Under the new focus, FRC’s Supervision Division will supplement its routine reviews of corporate reporting and audits with a number of thematic reviews, which will look to identify scope for improvement, as well as examples of better practice.
The FRC’s Audit Quality Review team, meanwhile, will pay “particular attention” in its audit quality inspections to areas including going concern, fraud risks, and climate-related risks, as well as the application of the revised Auditing Standard on risk identification and assessment.
In particular, the FRC revealed that the Corporate Reporting Review team will look to conduct four thematic reviews, focusing on insurance contracts, large private companies, Task Force on Climate-related financial Disclosures (TCFD), and fair value measurement.
The FRC explained that, when identifying audit thematic reviews, it had considered carefully how topic align with and complement its monitoring of the imminently effective new quality standard for firms.
It additionally detailed that it had selected certain topics to cover in the inspection cycle such as sampling, hot reviews, network resources and service providers, and root cause analysis.
Priority sectors were also highlighted in the announcement, with the FRC raising concerns that sectors, such as travel, hospitality and leisure, retail and personal goods, and construction, are at higher risk, for corporate reporting and audit, by virtue of economic or other pressures.

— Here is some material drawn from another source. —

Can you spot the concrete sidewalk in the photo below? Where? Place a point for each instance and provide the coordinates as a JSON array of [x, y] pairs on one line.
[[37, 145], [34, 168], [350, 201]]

The FRC explained that, given the difficult economic conditions that are currently being experienced, it recognised that many companies, in many different sectors, are currently under particular commercial and financial pressure.
It will therefore be especially careful over the coming year in monitoring where these pressures are being felt most acutely, and tailor its selection of company reports for review and audits for inspection accordingly.
The new supervisory focus was published alongside the FRC's three-year plan for 2023-26, which set out its priorities for the next three years and the resources it will need to achieve them.
The plan incorporates a "balanced yet assertive" approach and reflects the delay of anticipated legislation to create the Audit, Reporting and Governance Authority (ARGA), which had an impact on the associated increase in capacity, cost and headcount previously expected to occur in 2023.
Overall, the budgeted cost of the FRC and the UK Endorsement Board will increase to £67.9m, up from £59.8m the previous year, with a 9.7 per cent increase in budgeted headcount by March 2024.
FRC chief executive, Sir Jon Thompson, commented: “Despite the continued delay to the legislation required to create ARGA, 2022 was another busy period for the FRC as we continue to focus on the changes we can make using our existing powers and remit.
“This plan will enable us to deliver on our mission to serve the public interest and improve the quality of corporate governance and reporting and continue to work towards the aspirations of the reform programme.”